If you are claiming under the Inheritance Act, you must do it within six months of probate being granted.
What is the financial cost?
Every case is unique so it’s difficult to put a price-tag on contesting a Will.
Public funding or Legal Aid is unavailable for people who wish to challenge a Will. But the cost of mediation is significantly low compared to legal fees acquired through the court process. Furthermore, it is incredibly important that, before you begin the process, you make sure you can prove the legal grounds on which you are contesting the Will.
Can a Will be contested without a lawyer?
A Will can be contested without a solicitor, but the likelihood of a successful claim is much slimmer.
Due to their expertise and advanced legal knowledge, a solicitor can scrutinise a Will and identify whether you have grounds to challenge it.
Plus, if your case goes to court you may need a lawyer.
We understand that the prospect of avoiding legal fees is exciting and hopeful, but you’re more likely to end up without a share of the estate (or at least a lesser share than you desire) and if your claim isn’t successful, you may end up having to pay the legal fees of the other party too.
Can a Will be contested on behalf of someone else?
It is possible to contest a Will on behalf of another person if they’re unable to do it themselves. This is most common in cases where a parent is challenging on behalf of a minor who has been excluded from the Will of an absent or estranged parent. The legal provision to do this is made under the Inheritance Act.
Can a Will be contested after probate has been granted?
Yes, a Will can be contested after the granting of probate. However, it is largely better to contest before this point in order to prevent the executor from disposing of assets that you may wish to inherit.
What should an executor of a contested Will do?
Your main duty as an executor is to distribute the testator’s estate according to their wishes set out in their Will. It’s a large responsibility that can certainly bring a lot of stress to the nominated executor, so it is wise to seek help from a solicitor.
Joint bank accounts are a common item of contention when it comes to distributing an estate, as it should be confirmed exactly what portion of the account belongs to each of the account holders.
If both account holders contributed equally into the joint account, whatever is in the account passes on to the surviving account holder, no matter what the Will states.
In contrary, if the deceased contributed significantly more, it could be contested that this forms part of the estate.
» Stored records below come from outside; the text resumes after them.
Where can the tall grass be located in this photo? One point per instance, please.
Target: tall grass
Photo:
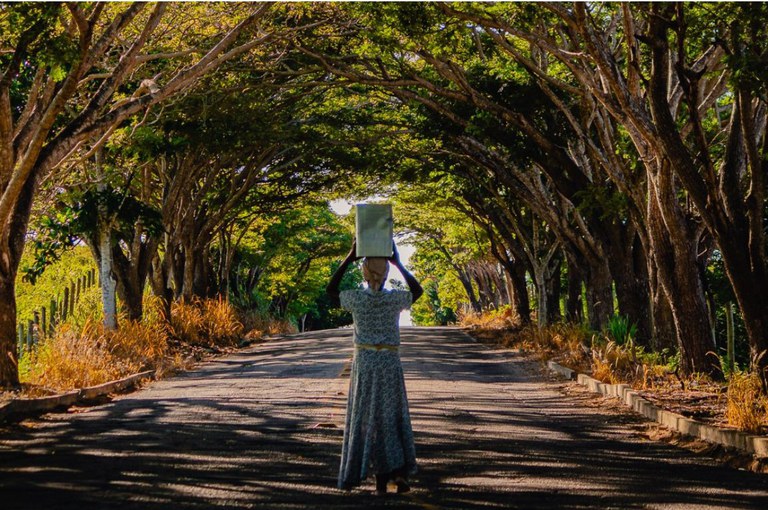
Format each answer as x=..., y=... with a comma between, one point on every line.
x=208, y=322
x=503, y=317
x=81, y=352
x=746, y=404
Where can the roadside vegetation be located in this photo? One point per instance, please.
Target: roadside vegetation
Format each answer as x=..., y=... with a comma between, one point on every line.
x=592, y=173
x=735, y=398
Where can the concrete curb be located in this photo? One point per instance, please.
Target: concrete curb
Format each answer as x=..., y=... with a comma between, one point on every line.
x=19, y=408
x=757, y=445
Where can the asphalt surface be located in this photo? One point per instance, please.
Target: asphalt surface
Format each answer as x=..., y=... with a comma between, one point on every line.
x=263, y=429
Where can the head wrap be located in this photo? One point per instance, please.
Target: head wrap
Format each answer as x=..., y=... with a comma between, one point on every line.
x=375, y=271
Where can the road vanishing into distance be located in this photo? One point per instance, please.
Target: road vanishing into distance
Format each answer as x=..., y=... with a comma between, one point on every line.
x=262, y=428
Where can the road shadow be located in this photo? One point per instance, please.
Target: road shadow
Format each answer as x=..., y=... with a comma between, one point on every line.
x=262, y=429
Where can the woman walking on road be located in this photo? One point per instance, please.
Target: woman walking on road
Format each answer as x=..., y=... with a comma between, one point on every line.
x=378, y=433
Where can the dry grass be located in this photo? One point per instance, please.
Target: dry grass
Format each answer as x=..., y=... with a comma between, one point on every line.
x=258, y=324
x=614, y=363
x=74, y=359
x=746, y=404
x=504, y=317
x=82, y=353
x=209, y=322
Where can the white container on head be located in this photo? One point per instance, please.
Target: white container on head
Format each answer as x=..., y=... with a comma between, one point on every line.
x=373, y=229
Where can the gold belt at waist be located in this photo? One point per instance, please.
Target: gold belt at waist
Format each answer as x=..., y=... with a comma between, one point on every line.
x=377, y=347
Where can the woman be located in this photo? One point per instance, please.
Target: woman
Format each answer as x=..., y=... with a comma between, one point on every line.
x=378, y=434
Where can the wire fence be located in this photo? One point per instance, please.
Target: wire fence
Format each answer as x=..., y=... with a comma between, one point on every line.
x=44, y=320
In some cases, a testator has sold or given away items included in the Will and even though they are completely entitled to do such a thing with their own property, consideration will still go into whether those things are still a part of their estate.
Can an executor contest a Will?
It is possible for the executor to be a beneficiary too. Under the Inheritance Act, if you want to contest a Will then you must do so within six months of probate being granted; as is the case for non-executor beneficiaries.
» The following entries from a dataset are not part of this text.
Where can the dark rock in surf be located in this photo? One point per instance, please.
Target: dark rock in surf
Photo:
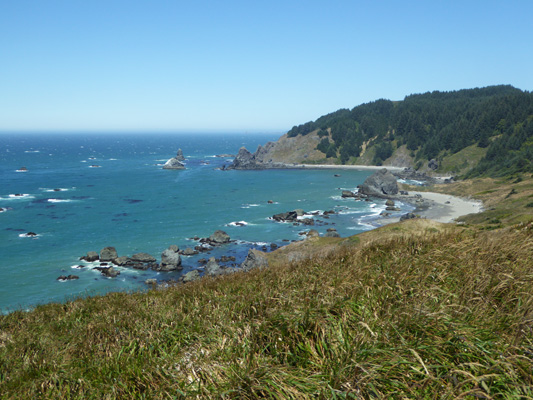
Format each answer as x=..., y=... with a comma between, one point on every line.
x=347, y=194
x=64, y=278
x=254, y=259
x=408, y=216
x=219, y=237
x=191, y=276
x=144, y=258
x=175, y=162
x=108, y=254
x=170, y=259
x=90, y=256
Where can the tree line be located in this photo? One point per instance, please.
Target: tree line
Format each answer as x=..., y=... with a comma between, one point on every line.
x=499, y=118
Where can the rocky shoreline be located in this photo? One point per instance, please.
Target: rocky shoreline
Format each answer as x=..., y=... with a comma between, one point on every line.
x=382, y=184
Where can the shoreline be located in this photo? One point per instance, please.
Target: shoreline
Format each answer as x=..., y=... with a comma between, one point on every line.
x=356, y=167
x=443, y=208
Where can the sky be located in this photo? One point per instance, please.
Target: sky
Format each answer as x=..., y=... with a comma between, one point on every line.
x=244, y=66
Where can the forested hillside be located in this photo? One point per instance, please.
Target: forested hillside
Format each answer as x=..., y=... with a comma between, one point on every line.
x=435, y=125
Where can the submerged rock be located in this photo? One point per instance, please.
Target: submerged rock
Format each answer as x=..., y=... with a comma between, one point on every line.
x=179, y=155
x=219, y=237
x=144, y=258
x=380, y=184
x=175, y=162
x=108, y=254
x=191, y=276
x=332, y=232
x=90, y=256
x=408, y=216
x=254, y=259
x=170, y=259
x=64, y=278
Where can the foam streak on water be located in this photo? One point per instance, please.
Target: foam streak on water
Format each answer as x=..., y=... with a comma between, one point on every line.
x=131, y=203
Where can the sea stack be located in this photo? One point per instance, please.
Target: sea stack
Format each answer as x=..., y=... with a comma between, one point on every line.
x=175, y=162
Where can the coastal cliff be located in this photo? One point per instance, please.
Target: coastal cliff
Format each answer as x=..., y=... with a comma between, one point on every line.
x=461, y=132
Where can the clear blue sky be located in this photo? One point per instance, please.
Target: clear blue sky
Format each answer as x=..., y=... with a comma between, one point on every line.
x=244, y=65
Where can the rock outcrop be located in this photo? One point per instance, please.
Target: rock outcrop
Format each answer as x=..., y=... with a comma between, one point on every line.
x=144, y=258
x=91, y=256
x=212, y=268
x=108, y=254
x=191, y=276
x=245, y=160
x=219, y=237
x=380, y=184
x=180, y=156
x=175, y=162
x=170, y=259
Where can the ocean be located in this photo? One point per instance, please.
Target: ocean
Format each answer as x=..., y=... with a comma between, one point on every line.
x=83, y=192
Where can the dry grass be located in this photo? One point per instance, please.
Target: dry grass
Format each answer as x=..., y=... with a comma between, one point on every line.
x=442, y=314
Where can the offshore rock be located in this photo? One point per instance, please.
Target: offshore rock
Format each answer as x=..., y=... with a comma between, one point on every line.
x=408, y=216
x=175, y=162
x=191, y=276
x=108, y=254
x=380, y=184
x=213, y=268
x=245, y=160
x=170, y=259
x=180, y=156
x=143, y=258
x=332, y=232
x=91, y=256
x=254, y=259
x=219, y=237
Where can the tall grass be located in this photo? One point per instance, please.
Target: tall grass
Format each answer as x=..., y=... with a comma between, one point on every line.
x=440, y=316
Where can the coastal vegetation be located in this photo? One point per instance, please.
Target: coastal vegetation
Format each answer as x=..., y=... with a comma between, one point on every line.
x=435, y=125
x=416, y=309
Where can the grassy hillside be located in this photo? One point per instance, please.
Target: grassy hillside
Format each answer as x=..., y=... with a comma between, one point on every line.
x=480, y=132
x=413, y=310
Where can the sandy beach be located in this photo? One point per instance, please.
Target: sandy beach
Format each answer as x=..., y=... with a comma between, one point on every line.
x=442, y=207
x=356, y=167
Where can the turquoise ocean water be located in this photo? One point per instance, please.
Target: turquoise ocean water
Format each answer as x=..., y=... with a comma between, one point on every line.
x=130, y=203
If you are an executor as well as a beneficiary and wish to contest the Will, you must step down from the role due to the conflict of interests. Your resignation from the executor position must be done before you have undertaken any executorial duties.
Will I have to go to court?
To save your time and money, a solicitor should always try to resolve such an issue out of court using methods of ADR, such as negotiation and mediation.
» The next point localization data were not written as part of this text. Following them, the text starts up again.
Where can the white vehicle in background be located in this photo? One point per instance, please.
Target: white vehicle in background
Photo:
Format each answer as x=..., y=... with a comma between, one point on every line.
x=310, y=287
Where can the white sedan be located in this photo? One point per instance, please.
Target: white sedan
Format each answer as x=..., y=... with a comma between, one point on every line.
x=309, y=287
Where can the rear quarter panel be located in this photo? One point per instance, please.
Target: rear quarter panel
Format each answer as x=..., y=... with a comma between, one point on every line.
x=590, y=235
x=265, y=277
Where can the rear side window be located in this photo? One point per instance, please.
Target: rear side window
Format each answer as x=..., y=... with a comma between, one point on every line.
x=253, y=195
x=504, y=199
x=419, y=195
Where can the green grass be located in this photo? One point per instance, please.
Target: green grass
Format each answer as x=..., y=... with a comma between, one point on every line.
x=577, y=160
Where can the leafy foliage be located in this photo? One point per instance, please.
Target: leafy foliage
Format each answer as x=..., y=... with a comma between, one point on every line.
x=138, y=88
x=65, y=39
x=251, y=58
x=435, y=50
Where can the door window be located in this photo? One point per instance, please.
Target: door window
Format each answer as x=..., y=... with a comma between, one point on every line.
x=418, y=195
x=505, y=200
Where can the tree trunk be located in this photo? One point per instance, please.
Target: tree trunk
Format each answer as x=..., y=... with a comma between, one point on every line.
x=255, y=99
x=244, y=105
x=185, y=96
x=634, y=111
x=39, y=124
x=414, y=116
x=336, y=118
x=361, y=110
However, you should acknowledge that Will contests do not simply go straight to court if mediation is unsuccessful.
There are pre-action protocols which need to be completed by both parties. Annoyingly lengthening the process even more, the waiting time for a court date can be up to 12 months.
If you do end up going to court, you’ll be required to submit a written affidavit before your hearing, which you may be questioned about by the judge and the executor’s solicitor.
If you’re lucky, you’ll get a result on the same day, if it’s not too complex.
A little tip: Courts are often disapproving of parties who have not attempted to resolve the contest out of court.